The best publication I know for stories, whether invented, fantasized, or memoir, is The Sun.  And this reminds me, I have to renew my subscription.  I believe it's $36/year, but there is no advertising in it.  I haven't had any luck getting anything of mine published there, but I may try again sometime.  One of my favorite sections of that magazine is called "Readers Write," and it's always around a certain chosen theme.

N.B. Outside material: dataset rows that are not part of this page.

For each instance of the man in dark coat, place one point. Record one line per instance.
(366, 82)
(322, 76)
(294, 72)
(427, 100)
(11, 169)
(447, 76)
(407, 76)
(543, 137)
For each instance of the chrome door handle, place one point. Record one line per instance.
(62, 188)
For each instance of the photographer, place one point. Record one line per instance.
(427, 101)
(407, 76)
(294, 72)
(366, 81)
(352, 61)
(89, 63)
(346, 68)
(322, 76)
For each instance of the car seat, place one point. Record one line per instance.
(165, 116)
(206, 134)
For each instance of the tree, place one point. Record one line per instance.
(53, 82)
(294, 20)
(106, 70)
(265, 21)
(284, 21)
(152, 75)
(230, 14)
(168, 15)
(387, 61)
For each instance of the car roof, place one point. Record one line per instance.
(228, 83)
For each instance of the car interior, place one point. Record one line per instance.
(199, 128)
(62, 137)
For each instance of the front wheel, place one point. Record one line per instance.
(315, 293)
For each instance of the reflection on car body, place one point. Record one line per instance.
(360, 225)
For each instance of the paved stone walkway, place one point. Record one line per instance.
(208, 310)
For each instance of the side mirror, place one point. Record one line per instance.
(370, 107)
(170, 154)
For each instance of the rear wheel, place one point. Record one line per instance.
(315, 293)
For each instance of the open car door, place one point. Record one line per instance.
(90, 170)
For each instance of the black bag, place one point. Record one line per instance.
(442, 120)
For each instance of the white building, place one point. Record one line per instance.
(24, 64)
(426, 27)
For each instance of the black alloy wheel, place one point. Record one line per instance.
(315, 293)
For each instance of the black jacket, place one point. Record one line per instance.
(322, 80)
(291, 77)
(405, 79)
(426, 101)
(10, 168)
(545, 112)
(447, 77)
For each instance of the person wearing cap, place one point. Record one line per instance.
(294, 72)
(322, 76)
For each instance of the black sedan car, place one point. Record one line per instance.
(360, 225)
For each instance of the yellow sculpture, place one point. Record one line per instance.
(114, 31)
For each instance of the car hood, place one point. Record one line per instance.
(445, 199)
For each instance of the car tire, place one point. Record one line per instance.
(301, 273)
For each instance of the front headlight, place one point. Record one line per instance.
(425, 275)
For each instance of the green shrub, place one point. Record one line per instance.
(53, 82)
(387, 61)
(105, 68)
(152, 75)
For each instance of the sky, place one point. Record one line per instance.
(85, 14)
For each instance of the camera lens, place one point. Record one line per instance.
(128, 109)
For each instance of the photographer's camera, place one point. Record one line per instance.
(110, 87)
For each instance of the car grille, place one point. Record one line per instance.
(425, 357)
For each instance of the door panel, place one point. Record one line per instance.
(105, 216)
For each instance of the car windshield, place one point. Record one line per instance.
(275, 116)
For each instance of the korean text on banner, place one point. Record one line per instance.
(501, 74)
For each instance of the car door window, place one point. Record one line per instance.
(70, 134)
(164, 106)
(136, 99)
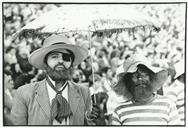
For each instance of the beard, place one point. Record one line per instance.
(141, 92)
(59, 75)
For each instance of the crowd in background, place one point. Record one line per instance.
(108, 51)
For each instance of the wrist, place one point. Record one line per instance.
(87, 116)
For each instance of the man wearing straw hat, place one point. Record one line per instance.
(55, 100)
(139, 83)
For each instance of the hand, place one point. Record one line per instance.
(94, 113)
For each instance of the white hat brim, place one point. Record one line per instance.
(37, 57)
(134, 67)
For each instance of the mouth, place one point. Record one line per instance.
(59, 67)
(141, 85)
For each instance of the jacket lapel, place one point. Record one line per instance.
(43, 97)
(74, 99)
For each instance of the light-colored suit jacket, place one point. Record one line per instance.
(31, 105)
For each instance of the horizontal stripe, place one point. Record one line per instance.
(164, 108)
(145, 121)
(146, 115)
(143, 111)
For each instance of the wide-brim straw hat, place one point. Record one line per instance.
(130, 66)
(57, 42)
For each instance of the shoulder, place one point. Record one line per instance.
(28, 90)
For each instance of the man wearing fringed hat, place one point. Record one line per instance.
(56, 100)
(143, 106)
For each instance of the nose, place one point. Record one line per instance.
(61, 59)
(139, 78)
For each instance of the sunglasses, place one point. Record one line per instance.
(65, 56)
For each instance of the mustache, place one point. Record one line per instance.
(59, 64)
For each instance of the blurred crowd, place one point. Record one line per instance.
(108, 52)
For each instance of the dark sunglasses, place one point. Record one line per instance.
(66, 57)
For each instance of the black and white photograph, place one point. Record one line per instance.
(94, 64)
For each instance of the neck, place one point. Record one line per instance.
(145, 100)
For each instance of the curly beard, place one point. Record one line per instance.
(59, 75)
(142, 93)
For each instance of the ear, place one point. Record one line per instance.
(159, 80)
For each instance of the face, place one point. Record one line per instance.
(140, 84)
(59, 65)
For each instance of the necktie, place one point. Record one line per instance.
(60, 108)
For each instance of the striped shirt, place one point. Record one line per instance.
(161, 111)
(176, 92)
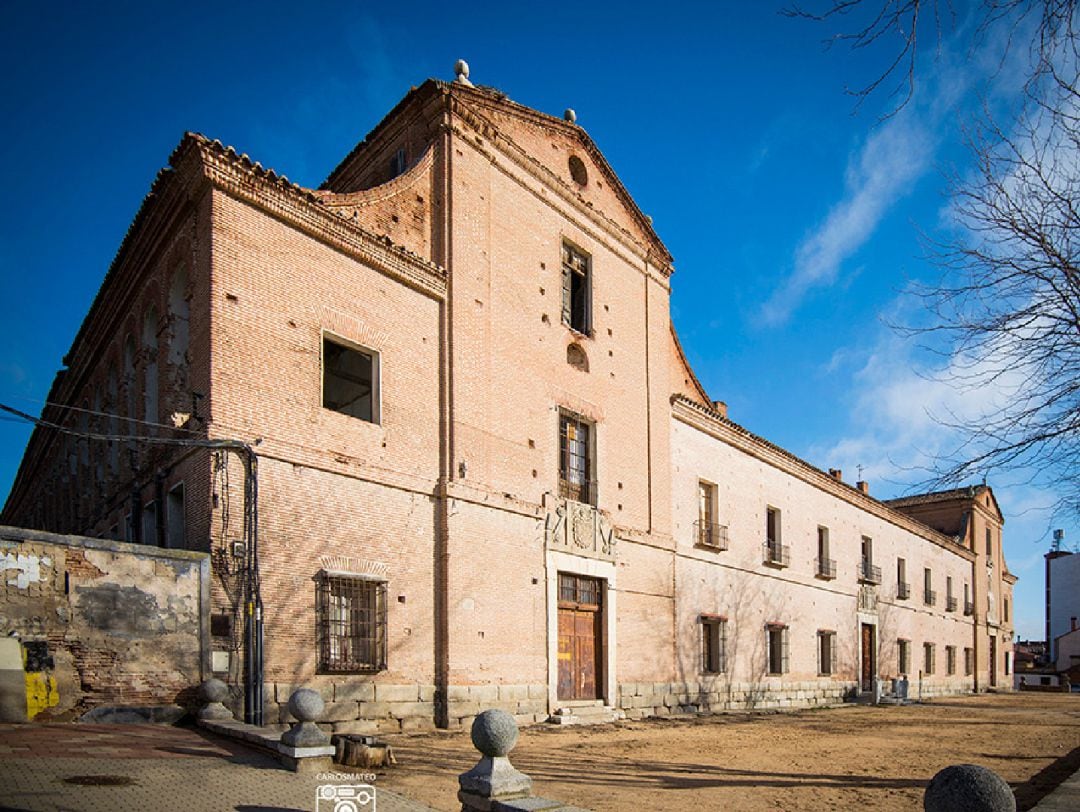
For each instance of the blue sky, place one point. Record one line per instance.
(793, 221)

A great way to dislodge stories from memory is to attend a workshop of the Foundation for Community Encouragement.  These are held in order to give people an experience of "true community," but a big part of this is people's stories.  Some folks have a sort of continuing, ongoing "story" that they can't stop themselves from telling.  We all know people like this.  In an FCE workshop someone is always trying to nudge or provoke you into telling a deeper story, a more authentic story.  This brings conflict and chaos into the group, and this has to run its course.  People are defensive about wanting others to hear their habitual stories.  For new stories to emerge, there must be silence, acceptance of limitations of time and place and personality, and attentiveness, both within and without.  This can be extraordinarily difficult to achieve in a group setting.  A deeply moving personal story usually cannot be born without excruciating pain, and this pain is beyond individual endurance.  When the pain can be shared in a group, the story can come out.  In this way, we become other people.  We become more than a mere solitary self.

If this movement can be continued over time, under the guidance of an inspired teacher like Mel Lyman or Daniel Wright, then a "group soul" can be born.  Usually it takes a time, a period of years, of communal living, of total sacrifice of the self.